Our approach indeed learns the dynamics of spatio-temporal systems from raw and partial image observations without prior knowledge of the system. We start by presenting our model and analyze its properties (Sect. 3) as well as the adjoint equation used for training it (Sect. 4). We then introduce two instances of this general model (Sect. 5). In the experimental sections, we make use of the model for two problems. First for the well-known Navier–Stokes equations (Sect. 6), which underlie a large amount of physical phenomena, for example in the ocean-atmosphere exchanges. Second, on the prediction of Sea Surface Temperature (Sect. 7), for which we use data coming from a sophisticated ocean dynamics model which is improved using actual observations. Our experiments demonstrate a clear improvement over state-of-the-art deep learning baselines in terms of forecasting accuracy. We further analyze experimentaly how the learned state dynamics characterize the non-observed state variables. This is up to our knowledge the first data driven model able to forecast complex spatio-temporal dynamics characteristics of geophysics applications, in a partially observed context, at this complexity and size levels.

To summarize, our main contributions are the following:

We propose a framework for learning spatio-temporal dynamics characteristic of geophysics transport phenomena in the challenging partially observable, large size observation spaces context.
We introduce two settings: the first relies only on observations while the second assumes that a full initial state is available for each trajectory. For both, we analyze the learned state represnetaions with respect to the canonical interpretable physical states.
We demonstrate its performances on two problems: the incompressible Navier–Stokes equations and a challenging and realistic dataset of Sea Surface Temperatures.

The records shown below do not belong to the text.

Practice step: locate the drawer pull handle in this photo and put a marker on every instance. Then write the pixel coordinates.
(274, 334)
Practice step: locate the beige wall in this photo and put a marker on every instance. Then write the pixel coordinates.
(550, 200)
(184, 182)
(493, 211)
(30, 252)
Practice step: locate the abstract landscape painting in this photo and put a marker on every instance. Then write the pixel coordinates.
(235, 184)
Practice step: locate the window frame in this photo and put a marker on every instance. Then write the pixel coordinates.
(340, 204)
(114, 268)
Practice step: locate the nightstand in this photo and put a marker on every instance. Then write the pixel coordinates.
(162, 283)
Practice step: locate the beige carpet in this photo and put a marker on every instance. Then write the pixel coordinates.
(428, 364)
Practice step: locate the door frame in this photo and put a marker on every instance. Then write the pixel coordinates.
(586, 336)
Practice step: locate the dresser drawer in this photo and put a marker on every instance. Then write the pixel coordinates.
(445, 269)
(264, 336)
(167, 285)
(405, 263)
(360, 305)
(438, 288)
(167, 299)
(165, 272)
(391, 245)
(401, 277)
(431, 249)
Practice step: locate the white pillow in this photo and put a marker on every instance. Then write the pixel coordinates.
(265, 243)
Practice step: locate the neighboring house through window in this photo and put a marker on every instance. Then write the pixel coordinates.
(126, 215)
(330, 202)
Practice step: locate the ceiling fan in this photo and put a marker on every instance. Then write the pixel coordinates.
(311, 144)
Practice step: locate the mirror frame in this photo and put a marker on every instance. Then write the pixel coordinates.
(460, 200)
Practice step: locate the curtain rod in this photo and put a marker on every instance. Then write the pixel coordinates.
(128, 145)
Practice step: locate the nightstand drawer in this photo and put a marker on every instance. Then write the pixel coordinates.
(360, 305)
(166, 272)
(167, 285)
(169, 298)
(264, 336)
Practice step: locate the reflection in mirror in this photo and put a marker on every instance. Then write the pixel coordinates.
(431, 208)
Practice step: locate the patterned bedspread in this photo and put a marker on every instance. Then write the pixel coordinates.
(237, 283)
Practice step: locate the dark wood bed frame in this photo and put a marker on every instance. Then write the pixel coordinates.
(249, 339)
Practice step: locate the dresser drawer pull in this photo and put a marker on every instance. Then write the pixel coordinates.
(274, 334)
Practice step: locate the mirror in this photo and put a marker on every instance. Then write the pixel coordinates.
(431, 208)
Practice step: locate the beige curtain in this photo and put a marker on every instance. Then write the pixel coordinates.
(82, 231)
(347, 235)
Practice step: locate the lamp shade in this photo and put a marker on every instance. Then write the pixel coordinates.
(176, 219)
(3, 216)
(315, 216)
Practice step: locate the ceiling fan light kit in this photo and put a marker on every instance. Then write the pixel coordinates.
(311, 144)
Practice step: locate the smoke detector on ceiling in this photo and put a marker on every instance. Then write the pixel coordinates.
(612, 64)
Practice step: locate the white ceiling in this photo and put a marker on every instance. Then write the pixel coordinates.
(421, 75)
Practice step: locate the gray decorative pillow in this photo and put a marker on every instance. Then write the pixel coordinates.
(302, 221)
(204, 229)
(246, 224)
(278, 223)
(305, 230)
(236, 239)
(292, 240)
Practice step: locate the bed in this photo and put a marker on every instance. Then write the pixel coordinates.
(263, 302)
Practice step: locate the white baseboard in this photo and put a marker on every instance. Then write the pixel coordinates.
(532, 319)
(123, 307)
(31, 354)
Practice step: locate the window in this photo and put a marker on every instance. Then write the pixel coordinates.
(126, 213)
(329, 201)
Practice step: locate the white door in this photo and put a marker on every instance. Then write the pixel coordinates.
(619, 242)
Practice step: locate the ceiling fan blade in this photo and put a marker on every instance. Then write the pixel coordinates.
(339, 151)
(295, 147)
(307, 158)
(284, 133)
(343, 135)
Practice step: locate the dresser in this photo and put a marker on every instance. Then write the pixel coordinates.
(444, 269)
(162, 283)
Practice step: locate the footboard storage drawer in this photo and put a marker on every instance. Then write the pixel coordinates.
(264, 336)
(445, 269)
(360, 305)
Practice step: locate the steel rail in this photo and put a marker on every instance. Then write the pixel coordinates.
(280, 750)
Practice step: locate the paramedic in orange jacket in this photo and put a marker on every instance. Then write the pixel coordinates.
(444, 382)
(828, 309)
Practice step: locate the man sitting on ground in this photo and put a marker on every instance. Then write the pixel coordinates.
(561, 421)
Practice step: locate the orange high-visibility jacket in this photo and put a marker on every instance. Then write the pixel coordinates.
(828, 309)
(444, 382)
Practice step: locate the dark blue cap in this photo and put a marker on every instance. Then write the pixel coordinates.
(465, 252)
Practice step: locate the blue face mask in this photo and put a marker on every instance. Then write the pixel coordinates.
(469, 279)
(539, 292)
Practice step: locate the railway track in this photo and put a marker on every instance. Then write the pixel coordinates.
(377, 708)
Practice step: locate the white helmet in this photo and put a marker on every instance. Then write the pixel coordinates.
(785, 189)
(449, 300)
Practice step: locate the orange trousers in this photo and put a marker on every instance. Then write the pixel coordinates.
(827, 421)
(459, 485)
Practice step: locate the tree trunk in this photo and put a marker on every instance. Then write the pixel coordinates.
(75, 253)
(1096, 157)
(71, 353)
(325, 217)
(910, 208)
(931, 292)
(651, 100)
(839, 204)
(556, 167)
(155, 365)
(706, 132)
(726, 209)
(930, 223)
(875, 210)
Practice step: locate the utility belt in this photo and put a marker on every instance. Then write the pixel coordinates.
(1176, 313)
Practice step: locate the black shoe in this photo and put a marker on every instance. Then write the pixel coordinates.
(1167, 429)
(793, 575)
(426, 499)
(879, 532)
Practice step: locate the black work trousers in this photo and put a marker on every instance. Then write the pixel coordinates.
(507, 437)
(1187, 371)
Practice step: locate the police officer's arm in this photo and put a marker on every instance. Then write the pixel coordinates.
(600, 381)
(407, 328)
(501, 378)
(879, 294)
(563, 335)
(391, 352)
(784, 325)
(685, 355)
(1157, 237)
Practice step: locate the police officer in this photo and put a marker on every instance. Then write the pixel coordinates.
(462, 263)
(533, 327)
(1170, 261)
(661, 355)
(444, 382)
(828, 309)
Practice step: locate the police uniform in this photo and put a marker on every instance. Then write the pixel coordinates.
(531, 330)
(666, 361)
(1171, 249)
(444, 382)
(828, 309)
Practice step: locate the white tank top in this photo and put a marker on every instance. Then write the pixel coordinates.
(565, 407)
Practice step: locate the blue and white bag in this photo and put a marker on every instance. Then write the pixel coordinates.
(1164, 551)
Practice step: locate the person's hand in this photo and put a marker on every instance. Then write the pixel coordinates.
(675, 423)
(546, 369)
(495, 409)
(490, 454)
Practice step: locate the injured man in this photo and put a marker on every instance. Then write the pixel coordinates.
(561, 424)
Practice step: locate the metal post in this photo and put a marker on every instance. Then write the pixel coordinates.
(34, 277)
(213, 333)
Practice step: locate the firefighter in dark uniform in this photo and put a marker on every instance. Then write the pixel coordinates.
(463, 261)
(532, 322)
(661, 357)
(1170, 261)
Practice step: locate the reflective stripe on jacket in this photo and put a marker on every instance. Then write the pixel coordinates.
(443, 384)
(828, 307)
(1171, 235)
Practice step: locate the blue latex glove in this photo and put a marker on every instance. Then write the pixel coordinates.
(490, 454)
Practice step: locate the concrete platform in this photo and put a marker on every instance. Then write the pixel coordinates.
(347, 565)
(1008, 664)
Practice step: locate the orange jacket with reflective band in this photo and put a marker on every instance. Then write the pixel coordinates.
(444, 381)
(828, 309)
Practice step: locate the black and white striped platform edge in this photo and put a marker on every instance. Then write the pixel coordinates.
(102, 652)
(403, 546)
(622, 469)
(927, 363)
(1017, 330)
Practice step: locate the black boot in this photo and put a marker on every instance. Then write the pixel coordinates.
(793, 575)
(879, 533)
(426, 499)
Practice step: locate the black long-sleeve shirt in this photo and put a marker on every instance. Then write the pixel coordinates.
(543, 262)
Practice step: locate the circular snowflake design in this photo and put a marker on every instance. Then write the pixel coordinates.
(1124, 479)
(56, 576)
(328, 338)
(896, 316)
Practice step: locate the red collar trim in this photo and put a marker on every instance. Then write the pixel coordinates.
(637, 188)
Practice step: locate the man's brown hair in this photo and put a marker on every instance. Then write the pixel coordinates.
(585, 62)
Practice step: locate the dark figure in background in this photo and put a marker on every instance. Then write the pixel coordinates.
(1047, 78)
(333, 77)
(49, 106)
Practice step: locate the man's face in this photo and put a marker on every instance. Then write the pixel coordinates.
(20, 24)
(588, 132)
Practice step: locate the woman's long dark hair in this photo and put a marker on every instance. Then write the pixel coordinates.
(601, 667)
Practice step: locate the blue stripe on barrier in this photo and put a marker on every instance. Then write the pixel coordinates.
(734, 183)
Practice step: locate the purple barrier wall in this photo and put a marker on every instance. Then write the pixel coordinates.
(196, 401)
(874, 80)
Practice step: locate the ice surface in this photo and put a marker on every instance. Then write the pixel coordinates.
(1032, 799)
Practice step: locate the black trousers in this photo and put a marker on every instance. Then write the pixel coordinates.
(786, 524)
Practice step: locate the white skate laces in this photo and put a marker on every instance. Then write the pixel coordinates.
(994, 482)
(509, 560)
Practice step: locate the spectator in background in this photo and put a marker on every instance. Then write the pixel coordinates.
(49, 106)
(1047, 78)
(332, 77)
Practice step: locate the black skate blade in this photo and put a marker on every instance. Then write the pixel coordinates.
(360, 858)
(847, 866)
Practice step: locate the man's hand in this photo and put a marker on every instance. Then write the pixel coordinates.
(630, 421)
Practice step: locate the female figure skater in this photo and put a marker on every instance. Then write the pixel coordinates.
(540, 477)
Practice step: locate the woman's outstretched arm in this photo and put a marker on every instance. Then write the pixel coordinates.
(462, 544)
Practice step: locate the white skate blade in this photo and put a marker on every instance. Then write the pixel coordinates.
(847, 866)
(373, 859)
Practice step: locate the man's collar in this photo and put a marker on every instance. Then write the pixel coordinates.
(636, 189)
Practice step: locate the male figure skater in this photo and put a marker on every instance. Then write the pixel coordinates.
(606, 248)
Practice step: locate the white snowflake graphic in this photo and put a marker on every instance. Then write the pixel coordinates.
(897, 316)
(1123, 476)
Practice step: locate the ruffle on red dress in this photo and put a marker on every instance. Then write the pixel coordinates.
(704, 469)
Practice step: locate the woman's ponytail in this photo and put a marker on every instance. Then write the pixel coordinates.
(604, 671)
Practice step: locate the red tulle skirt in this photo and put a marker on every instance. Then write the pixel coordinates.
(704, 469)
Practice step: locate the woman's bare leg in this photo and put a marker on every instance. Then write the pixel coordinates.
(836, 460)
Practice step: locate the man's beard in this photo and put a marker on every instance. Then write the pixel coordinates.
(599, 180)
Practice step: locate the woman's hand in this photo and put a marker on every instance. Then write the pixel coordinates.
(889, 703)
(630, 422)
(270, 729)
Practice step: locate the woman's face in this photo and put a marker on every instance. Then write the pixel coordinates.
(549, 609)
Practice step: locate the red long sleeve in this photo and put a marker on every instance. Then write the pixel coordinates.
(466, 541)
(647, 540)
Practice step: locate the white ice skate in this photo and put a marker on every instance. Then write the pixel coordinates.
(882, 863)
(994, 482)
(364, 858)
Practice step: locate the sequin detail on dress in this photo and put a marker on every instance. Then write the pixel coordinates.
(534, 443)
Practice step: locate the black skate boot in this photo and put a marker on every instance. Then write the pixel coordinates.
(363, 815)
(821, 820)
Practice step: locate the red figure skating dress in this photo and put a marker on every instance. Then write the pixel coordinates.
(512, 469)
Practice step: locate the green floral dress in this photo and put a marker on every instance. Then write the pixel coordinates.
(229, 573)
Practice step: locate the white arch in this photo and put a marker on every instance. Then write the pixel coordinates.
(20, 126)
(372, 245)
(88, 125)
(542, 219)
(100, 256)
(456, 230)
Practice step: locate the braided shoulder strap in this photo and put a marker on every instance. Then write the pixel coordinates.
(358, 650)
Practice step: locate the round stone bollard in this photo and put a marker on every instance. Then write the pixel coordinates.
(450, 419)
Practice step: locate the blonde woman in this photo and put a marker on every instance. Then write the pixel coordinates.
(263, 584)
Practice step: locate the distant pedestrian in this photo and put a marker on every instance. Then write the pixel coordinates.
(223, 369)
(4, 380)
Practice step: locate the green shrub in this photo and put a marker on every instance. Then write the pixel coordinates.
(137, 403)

Overall, the most promising aspect of our contributions is the fact that, when parametrized and trained correctly, Neural Networks are able to learn realistic Earth observations dynamics with reasonable amounts of data, even in the partially observable setting and without any prior knowledge.

2 Related work

In the past, several works have already attempted to learn differential equations from data, such as e.g., Crutchfield and Mcnamara (1987), Alvarez et al. (2013). More recently, Rudy et al. (2017) and Zhang and Lin (2018) use sparse regression on a dictionary of differential terms to recover the underlying PDE. In Raissi et al. (2017), they propose recovering the coefficients of the differential terms by deriving a GP kernel from a linearized form of the PDE. Long et al. (2018) carefully tailor the neural network architecture, based on the discretization of the different terms of the underlying PDE. Raissi (2018) develops a NN framework for learning PDEs from data. Fablet et al. (2017) construct a bilinear network and use an architecture similar to finite difference schemes to learn fully observed dynamical systems. In those approaches, we often see that either the form of the PDE or the variable dependency are supposed to be known and that the context is the unrealistic setting where the state is fully observed.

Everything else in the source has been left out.